The Connectivity Map (CMap) (https://www.broadinstitute.org/connectivity-map-cmap) [31] is a database that analyzes the relationship between genes and their possible targeted drugs. Use CLUE (https://clue.io/) to predict the targeted drugs for CAVS immunotherapy on the 150 most significant up-and down-regulated immune genes in the data set. At the same time, use the Touchstone module to analyze the mechanism of actions (MoA) of the drug of interest and explore potential modes of action.
All statistical analysis uses R software (Version 4.0.2). Use Student's t test for normally distributed variables and Mann-Whitney U test for abnormally distributed variables to compare the differences between the two groups.

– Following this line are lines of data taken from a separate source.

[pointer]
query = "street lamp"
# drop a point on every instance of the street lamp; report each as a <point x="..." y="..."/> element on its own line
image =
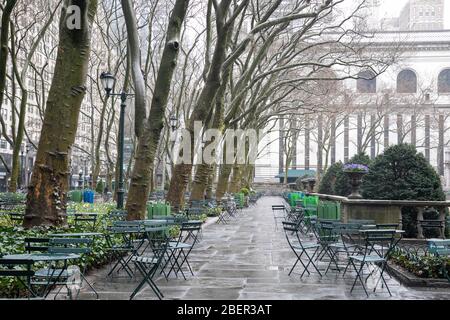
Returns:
<point x="21" y="168"/>
<point x="80" y="180"/>
<point x="26" y="169"/>
<point x="108" y="81"/>
<point x="173" y="122"/>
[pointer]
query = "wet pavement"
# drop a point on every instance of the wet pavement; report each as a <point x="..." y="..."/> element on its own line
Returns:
<point x="249" y="259"/>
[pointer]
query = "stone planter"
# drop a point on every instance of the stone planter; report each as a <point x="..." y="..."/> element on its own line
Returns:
<point x="355" y="183"/>
<point x="309" y="184"/>
<point x="305" y="185"/>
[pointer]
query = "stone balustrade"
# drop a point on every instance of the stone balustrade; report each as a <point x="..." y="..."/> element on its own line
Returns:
<point x="387" y="211"/>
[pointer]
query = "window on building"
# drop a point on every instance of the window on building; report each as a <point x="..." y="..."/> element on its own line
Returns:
<point x="444" y="81"/>
<point x="367" y="82"/>
<point x="407" y="82"/>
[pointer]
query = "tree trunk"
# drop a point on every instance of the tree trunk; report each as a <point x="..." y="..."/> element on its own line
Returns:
<point x="202" y="109"/>
<point x="236" y="179"/>
<point x="149" y="139"/>
<point x="222" y="184"/>
<point x="46" y="200"/>
<point x="4" y="36"/>
<point x="205" y="171"/>
<point x="134" y="52"/>
<point x="209" y="186"/>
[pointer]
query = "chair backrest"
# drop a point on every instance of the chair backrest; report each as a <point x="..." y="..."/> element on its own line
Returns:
<point x="379" y="241"/>
<point x="16" y="217"/>
<point x="16" y="268"/>
<point x="439" y="247"/>
<point x="126" y="227"/>
<point x="117" y="214"/>
<point x="362" y="221"/>
<point x="70" y="245"/>
<point x="190" y="230"/>
<point x="36" y="244"/>
<point x="85" y="217"/>
<point x="292" y="233"/>
<point x="387" y="225"/>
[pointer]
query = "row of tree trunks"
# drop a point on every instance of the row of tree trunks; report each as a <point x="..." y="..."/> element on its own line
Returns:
<point x="204" y="105"/>
<point x="46" y="199"/>
<point x="222" y="183"/>
<point x="4" y="37"/>
<point x="149" y="138"/>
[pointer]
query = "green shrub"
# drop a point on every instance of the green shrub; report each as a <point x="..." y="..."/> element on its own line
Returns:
<point x="245" y="191"/>
<point x="426" y="266"/>
<point x="100" y="187"/>
<point x="328" y="182"/>
<point x="336" y="181"/>
<point x="11" y="197"/>
<point x="401" y="173"/>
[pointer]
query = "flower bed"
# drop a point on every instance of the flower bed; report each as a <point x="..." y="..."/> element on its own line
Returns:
<point x="426" y="266"/>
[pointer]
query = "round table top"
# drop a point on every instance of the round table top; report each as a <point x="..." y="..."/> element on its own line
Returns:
<point x="42" y="257"/>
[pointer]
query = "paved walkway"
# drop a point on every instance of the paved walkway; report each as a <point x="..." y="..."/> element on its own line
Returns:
<point x="249" y="259"/>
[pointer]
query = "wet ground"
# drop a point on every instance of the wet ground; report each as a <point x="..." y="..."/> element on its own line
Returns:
<point x="249" y="259"/>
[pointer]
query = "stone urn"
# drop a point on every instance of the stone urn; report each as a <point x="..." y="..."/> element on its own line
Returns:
<point x="305" y="184"/>
<point x="311" y="184"/>
<point x="355" y="178"/>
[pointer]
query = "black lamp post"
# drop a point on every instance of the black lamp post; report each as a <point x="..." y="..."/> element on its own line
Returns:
<point x="21" y="168"/>
<point x="26" y="164"/>
<point x="108" y="81"/>
<point x="80" y="180"/>
<point x="173" y="122"/>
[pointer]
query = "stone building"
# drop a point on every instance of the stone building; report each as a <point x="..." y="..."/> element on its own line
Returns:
<point x="409" y="102"/>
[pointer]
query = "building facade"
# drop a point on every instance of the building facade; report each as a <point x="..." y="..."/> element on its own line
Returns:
<point x="408" y="103"/>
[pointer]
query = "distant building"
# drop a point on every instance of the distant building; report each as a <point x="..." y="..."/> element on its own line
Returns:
<point x="422" y="15"/>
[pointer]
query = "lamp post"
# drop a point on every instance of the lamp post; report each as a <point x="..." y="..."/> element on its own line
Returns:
<point x="173" y="122"/>
<point x="108" y="81"/>
<point x="21" y="168"/>
<point x="26" y="169"/>
<point x="80" y="180"/>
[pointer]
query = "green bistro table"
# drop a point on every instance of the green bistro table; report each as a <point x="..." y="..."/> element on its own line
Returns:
<point x="157" y="209"/>
<point x="46" y="257"/>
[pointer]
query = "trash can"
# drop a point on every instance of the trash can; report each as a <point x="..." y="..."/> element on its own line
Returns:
<point x="88" y="196"/>
<point x="76" y="196"/>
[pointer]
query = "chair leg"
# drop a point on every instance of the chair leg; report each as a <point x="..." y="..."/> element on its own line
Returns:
<point x="358" y="276"/>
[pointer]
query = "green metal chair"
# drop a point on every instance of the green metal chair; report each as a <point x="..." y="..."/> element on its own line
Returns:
<point x="379" y="244"/>
<point x="182" y="247"/>
<point x="121" y="240"/>
<point x="65" y="277"/>
<point x="300" y="248"/>
<point x="441" y="249"/>
<point x="148" y="264"/>
<point x="21" y="270"/>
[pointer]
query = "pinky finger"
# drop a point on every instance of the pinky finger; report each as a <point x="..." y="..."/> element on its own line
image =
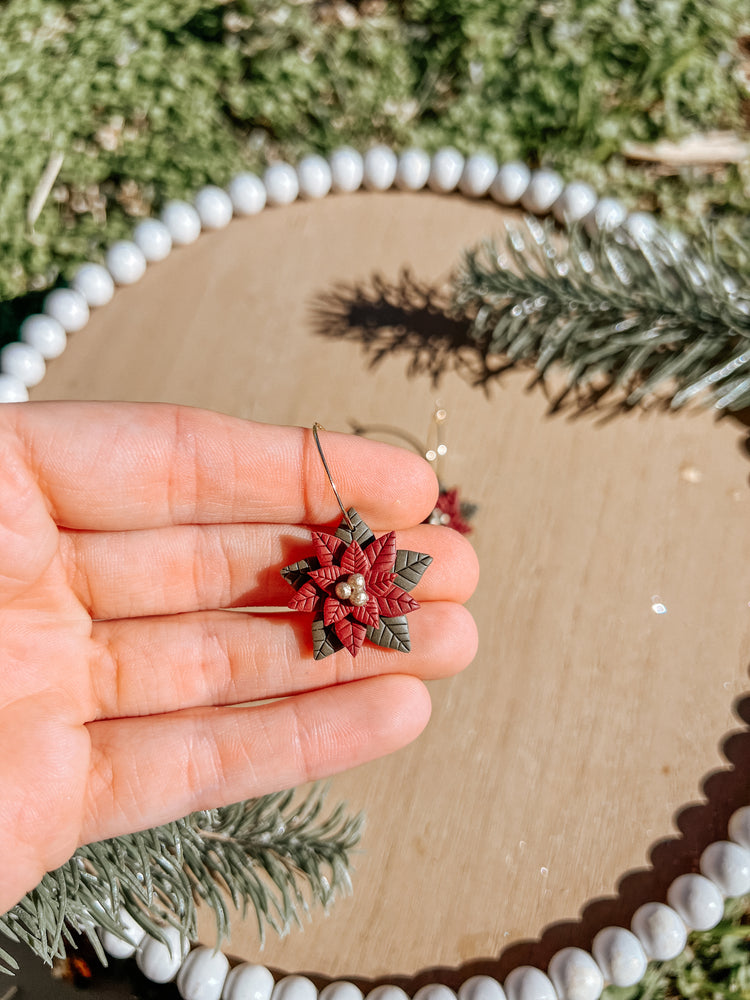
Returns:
<point x="151" y="770"/>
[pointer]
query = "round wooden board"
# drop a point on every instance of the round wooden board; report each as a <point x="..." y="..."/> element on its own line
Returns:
<point x="568" y="752"/>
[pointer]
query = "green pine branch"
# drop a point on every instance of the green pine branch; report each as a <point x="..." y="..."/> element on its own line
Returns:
<point x="270" y="855"/>
<point x="616" y="313"/>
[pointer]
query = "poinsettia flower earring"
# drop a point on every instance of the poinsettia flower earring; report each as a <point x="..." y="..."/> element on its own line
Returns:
<point x="357" y="585"/>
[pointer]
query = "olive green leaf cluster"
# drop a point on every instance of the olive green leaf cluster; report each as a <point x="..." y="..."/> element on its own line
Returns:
<point x="153" y="98"/>
<point x="612" y="315"/>
<point x="270" y="856"/>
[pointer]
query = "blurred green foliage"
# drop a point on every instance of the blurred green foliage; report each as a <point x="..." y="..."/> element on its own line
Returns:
<point x="151" y="99"/>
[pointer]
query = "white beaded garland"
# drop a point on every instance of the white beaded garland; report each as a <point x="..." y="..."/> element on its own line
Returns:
<point x="347" y="170"/>
<point x="445" y="170"/>
<point x="510" y="183"/>
<point x="68" y="307"/>
<point x="739" y="827"/>
<point x="95" y="284"/>
<point x="153" y="239"/>
<point x="340" y="990"/>
<point x="478" y="174"/>
<point x="528" y="983"/>
<point x="294" y="988"/>
<point x="413" y="170"/>
<point x="728" y="865"/>
<point x="660" y="930"/>
<point x="620" y="956"/>
<point x="481" y="988"/>
<point x="182" y="221"/>
<point x="248" y="194"/>
<point x="248" y="982"/>
<point x="159" y="961"/>
<point x="605" y="217"/>
<point x="387" y="993"/>
<point x="314" y="177"/>
<point x="281" y="184"/>
<point x="544" y="188"/>
<point x="45" y="334"/>
<point x="125" y="262"/>
<point x="575" y="975"/>
<point x="380" y="165"/>
<point x="214" y="207"/>
<point x="12" y="389"/>
<point x="118" y="947"/>
<point x="22" y="361"/>
<point x="577" y="200"/>
<point x="202" y="974"/>
<point x="434" y="991"/>
<point x="697" y="900"/>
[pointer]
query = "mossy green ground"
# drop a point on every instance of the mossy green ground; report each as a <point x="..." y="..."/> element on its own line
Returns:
<point x="150" y="99"/>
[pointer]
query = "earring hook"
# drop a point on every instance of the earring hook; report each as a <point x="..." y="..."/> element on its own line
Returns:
<point x="316" y="428"/>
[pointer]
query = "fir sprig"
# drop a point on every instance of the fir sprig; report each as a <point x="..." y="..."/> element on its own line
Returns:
<point x="268" y="855"/>
<point x="614" y="312"/>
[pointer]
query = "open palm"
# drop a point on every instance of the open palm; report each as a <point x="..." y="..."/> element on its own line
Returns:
<point x="129" y="694"/>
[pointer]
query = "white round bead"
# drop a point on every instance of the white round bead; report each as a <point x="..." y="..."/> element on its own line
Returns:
<point x="294" y="988"/>
<point x="248" y="982"/>
<point x="44" y="333"/>
<point x="125" y="262"/>
<point x="481" y="988"/>
<point x="445" y="170"/>
<point x="739" y="827"/>
<point x="214" y="206"/>
<point x="68" y="307"/>
<point x="202" y="974"/>
<point x="726" y="864"/>
<point x="380" y="166"/>
<point x="314" y="177"/>
<point x="545" y="187"/>
<point x="620" y="956"/>
<point x="159" y="962"/>
<point x="478" y="174"/>
<point x="340" y="991"/>
<point x="282" y="186"/>
<point x="575" y="975"/>
<point x="528" y="983"/>
<point x="248" y="194"/>
<point x="575" y="203"/>
<point x="12" y="389"/>
<point x="510" y="183"/>
<point x="660" y="930"/>
<point x="697" y="900"/>
<point x="182" y="221"/>
<point x="347" y="170"/>
<point x="606" y="216"/>
<point x="116" y="946"/>
<point x="387" y="993"/>
<point x="153" y="239"/>
<point x="95" y="284"/>
<point x="640" y="225"/>
<point x="413" y="170"/>
<point x="434" y="991"/>
<point x="22" y="361"/>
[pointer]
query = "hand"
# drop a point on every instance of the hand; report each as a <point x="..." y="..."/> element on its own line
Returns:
<point x="124" y="529"/>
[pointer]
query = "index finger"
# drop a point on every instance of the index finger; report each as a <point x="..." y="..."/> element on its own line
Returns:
<point x="119" y="466"/>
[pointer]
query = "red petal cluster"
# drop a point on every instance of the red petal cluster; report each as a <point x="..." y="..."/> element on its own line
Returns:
<point x="338" y="561"/>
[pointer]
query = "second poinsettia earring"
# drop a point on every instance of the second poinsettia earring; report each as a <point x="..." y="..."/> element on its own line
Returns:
<point x="356" y="585"/>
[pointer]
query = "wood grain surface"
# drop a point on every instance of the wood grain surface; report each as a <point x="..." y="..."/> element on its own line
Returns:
<point x="593" y="737"/>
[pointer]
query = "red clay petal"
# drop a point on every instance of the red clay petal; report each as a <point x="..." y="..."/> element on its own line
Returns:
<point x="351" y="633"/>
<point x="307" y="598"/>
<point x="355" y="561"/>
<point x="334" y="610"/>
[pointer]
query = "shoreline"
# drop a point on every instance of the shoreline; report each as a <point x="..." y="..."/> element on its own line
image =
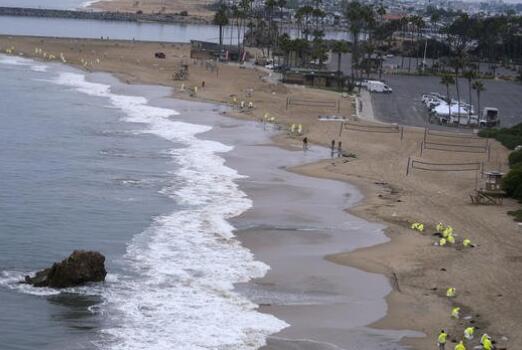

Use non-parametric unsupervised GSVA for gene sets to find the difference between the gene set in CAVS and normal control in the enrichment pathway, suggesting that it has a greater correlation with multiple immune pathways (Figure 1A). After the integration of GSE12644 and GSE51472 microarray matrix standardization and removal of batch effects, 266 DEGs (164 up-regulated genes, 102 down-regulated genes) were obtained, and 71 significant DEIRGs were obtained through integration with immune genes (60 up-regulated genes and 11 down-regulated genes). The volcano map shows the differences in genes. The DEIRGs related to immunity are marked by black circles. The names of some DEIRGs of interest are also marked (Figure 1B).
GO enrichment found that the biological processes (BP) mainly focused on reactive oxygen species, oxidative stress, cellular response to oxidative stress, and decreased oxygen levels. Cell component (CC) is mainly related to various components of the synaptic membrane. Molecular function (MF) is mainly related to receptor activity and enzyme binding (Figure 2A). DO found that cardiovascular diseases such as arteriosclerotic cardiovascular disease, arteriosclerosis, atherosclerosis, coronary artery disease, and myocardial infarction were significantly enriched. In addition, it includes lung disease, obstructive lung disease, kidney disease, and so on (Figure 2B). GSEA found that two immune-related pathways, Cytokine-cytokine receptor interaction and Chemokine signaling pathway were significantly enriched. It may be related to the immune-related pathways of CAVS (Figure 2C).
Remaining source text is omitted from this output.